On Fri, Aug 09, 2024, Anish Moorthy wrote:
> diff --git a/arch/arm64/kvm/mmu.c b/arch/arm64/kvm/mmu.c
> index 6981b1bc0946..c97199d1feac 100644
> --- a/arch/arm64/kvm/mmu.c
> +++ b/arch/arm64/kvm/mmu.c
> @@ -1448,6 +1448,8 @@ static int user_mem_abort(struct kvm_vcpu *vcpu, phys_addr_t fault_ipa,
>  
>  	if (fault_is_perm && !write_fault && !exec_fault) {
>  		kvm_err("Unexpected L2 read permission error\n");
> +		kvm_prepare_memory_fault_exit(vcpu, fault_ipa, 0,

In this case, KVM has the fault granule, can't we just use that instead of
reporting '0'?

> +					      write_fault, exec_fault, false);
>  		return -EFAULT;
>  	}
>  
> @@ -1473,6 +1475,8 @@ static int user_mem_abort(struct kvm_vcpu *vcpu, phys_addr_t fault_ipa,
>  	if (unlikely(!vma)) {
>  		kvm_err("Failed to find VMA for hva 0x%lx\n", hva);
>  		mmap_read_unlock(current->mm);
> +		kvm_prepare_memory_fault_exit(vcpu, fault_ipa, 0,

Why can't KVM use the minimum possible page (granule?) size.  It's _always_ legal
for KVM to map at a smaller granularity than the primary MMU, thus it's always
accurate to report KVM's minimum size.

In fact, I would argue that it's inaccurate to report anything larger, because
there's no way for KVM to know if the badness extends to an entire hugepage.
E.g. even in the MTE case below, reporting the vma _page size_ is weird.  IIUC,
the problem exists with the entire vma, not some random (huge)page in the vma.

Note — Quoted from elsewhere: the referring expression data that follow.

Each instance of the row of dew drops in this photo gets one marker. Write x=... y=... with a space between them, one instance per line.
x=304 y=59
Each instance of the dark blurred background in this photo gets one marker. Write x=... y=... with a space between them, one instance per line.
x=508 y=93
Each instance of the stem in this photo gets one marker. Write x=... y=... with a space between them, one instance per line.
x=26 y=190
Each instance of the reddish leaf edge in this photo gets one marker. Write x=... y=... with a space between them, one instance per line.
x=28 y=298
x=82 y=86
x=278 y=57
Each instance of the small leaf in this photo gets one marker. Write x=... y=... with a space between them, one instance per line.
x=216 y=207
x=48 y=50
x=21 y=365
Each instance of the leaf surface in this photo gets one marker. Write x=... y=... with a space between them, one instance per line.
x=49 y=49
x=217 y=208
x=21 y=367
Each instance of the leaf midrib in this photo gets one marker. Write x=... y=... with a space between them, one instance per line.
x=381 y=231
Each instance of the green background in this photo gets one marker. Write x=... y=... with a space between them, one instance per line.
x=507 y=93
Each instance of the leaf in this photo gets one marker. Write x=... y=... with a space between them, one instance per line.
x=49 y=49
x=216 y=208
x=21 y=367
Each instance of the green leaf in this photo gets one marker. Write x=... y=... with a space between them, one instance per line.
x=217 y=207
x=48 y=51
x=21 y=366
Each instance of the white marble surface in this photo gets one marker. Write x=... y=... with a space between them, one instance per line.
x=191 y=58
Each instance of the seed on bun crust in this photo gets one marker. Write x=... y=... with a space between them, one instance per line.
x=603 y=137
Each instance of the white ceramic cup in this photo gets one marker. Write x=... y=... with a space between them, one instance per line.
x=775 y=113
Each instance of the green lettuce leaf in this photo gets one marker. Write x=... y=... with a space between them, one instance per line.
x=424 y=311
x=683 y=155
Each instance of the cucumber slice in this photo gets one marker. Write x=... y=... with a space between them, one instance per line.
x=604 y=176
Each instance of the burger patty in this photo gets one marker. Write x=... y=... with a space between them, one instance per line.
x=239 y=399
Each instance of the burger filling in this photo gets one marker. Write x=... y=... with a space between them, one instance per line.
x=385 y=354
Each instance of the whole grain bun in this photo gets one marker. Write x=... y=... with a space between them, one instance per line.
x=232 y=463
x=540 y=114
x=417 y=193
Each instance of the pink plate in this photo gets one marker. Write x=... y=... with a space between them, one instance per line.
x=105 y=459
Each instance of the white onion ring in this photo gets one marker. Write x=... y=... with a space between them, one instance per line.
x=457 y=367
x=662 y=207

> +					      write_fault, exec_fault, false);
>  		return -EFAULT;
>  	}
>  
> @@ -1568,8 +1572,11 @@ static int user_mem_abort(struct kvm_vcpu *vcpu, phys_addr_t fault_ipa,
>  		kvm_send_hwpoison_signal(hva, vma_shift);
>  		return 0;
>  	}
> -	if (is_error_noslot_pfn(pfn))
> +	if (is_error_noslot_pfn(pfn)) {
> +		kvm_prepare_memory_fault_exit(vcpu, fault_ipa, vma_pagesize,
> +					      write_fault, exec_fault, false);
>  		return -EFAULT;

Shouldn't this be:

	if (KVM_BUG_ON(is_error_noslot_pfn(pfn), vcpu->kvm))
		return -EIO;

Emulated MMIO is suppposed to be handled in kvm_handle_guest_abort():

	if (kvm_is_error_hva(hva) || (write_fault && !writable)) {o
		...

		/*
		 * The IPA is reported as [MAX:12], so we need to
		 * complement it with the bottom 12 bits from the
		 * faulting VA. This is always 12 bits, irrespective
		 * of the page size.
		 */
		ipa |= kvm_vcpu_get_hfar(vcpu) & GENMASK(11, 0);
		ret = io_mem_abort(vcpu, ipa);
		goto out_unlock;
	}

And the memslot itself is stable, e.g. it can't disappear, and it can't have its
flags toggled.  KVM specifically does all modifications to memslots on unreachable
structures so that a memslot cannot change once it has been retrieved from the
memslots tree. 
	/*
	 * Mark the current slot INVALID.  As with all memslot modifications,
	 * this must be done on an unreachable slot to avoid modifying the
	 * current slot in the active tree.
	 */
	kvm_copy_memslot(invalid_slot, old);
	invalid_slot->flags |= KVM_MEMSLOT_INVALID;
	kvm_replace_memslot(kvm, old, invalid_slot);

And if KVM were indeed re-retrieving the memslot from kvm->memslots, then the
appropriate behavior would be

	if (is_error_noslot_pfn(pfn))
		return -EAGAIN;

so that KVM retries the fault.  It's perfectly legal to delete a memslot at any
time, with the rather large caveat that if bad things happen to the guest, it's
userspace responsibility to deal with the fallout.